PARCC Weaknesses: Leaving Teachers Wanting More

One of the biggest drawbacks of these content frameworks is that the authors seem to have been so afraid of prescribing content that they have failed to give much in the way of instructionally useful guidance for teachers. For instance, while the frameworks do give specific information about amount of reading and writing students should do in particular genres, they don't draw upon the suggested list of texts provided by the Common Core standards to show an example of how a teacher might group texts within and across modules. Nor do they provide exemplar lessons that might demonstrate how a teacher might plan a lesson or unit focused on one of the five priority areas. PARCC could have, for example, provided a full exemplar module that could help guide teachers in their own planning and instruction.

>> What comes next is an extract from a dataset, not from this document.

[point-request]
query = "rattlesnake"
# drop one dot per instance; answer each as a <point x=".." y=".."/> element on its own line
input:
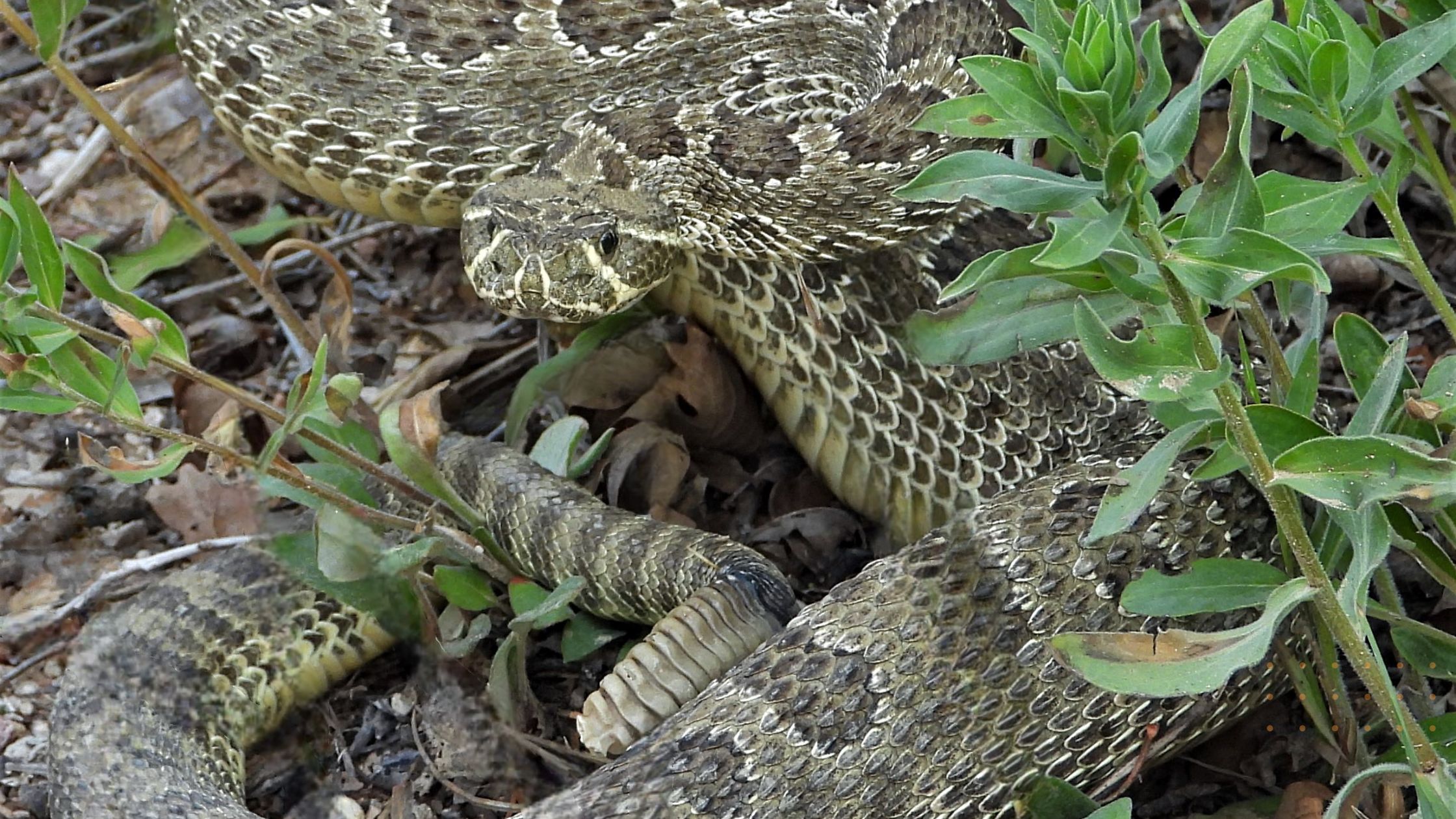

What's more, while the frameworks do identify the five priority areas of the standards, they only describe each of these priorities in exceedingly broad and general terms. Under close reading of texts in third grade, for example, teachers are encouraged only to allow students to draw evidence from the text and present their analyses in writing as well as through speaking. That does not clarify what, specifically, teachers should be asking of their students or how a unit or class discussion might be organized. It would be far more useful for the frameworks to give teachers examples of the kinds of text-dependent questions that they should use to drive class discussion. Without these kinds of examples, the frameworks give teachers very little instructionally useful guidance.

Furthermore, given how few specifics the frameworks include, the document is also excessively long, and often confusing and repetitive. It begins, for example, with a dense, 11-page introduction that tries to help the reader understand the information that is presented in the 90 pages that follow. Unfortunately, this introduction is as confusing as it is repetitive. With careful editing, it could easily be cut in half without losing the most salient points, and the result would undoubtedly be a clearer, more succinct and far more helpful introduction to the frameworks.

Adding confusion to the document, the authors have included a Module Content Framework Chart, which is meant to offer a visual model of how the standards for a particular grade level could be organized into an easy-to-understand structure to aid states and districts in developing instructional tools. Regrettably, the chart is far from easy to understand. It is visually confusing and repeated almost verbatim at every grade level.

The glossary and writing sections are also unnecessarily repetitive. For instance, in the glossary section a paragraph describing an in-depth study of one extended text such as a novel, a play, longer literary nonfiction, or informational text? is repeated verbatim at every grade level. It would be far more helpful for the authors to select an exemplar text from the standards and include some specific guidance about what close reading of the text? might look like, highlighting examples of the kinds of rigorous, text-dependent questions that teachers might use to drive a high-quality book discussion.

Finally, some of the weaknesses of the standards themselves are repeated in the frameworks. (See The State of State Standards and the Common Core in 2010.) For instance, a third grade standard indicates that with guidance and support from adults, [students should] produce writing in which the development and organization are appropriate to task and purpose. The frameworks could have seized on this opportunity to expand upon the expectation and help teachers understand more specifically what students should be expected to master independently, and what is an emerging skill for which they may need additional support.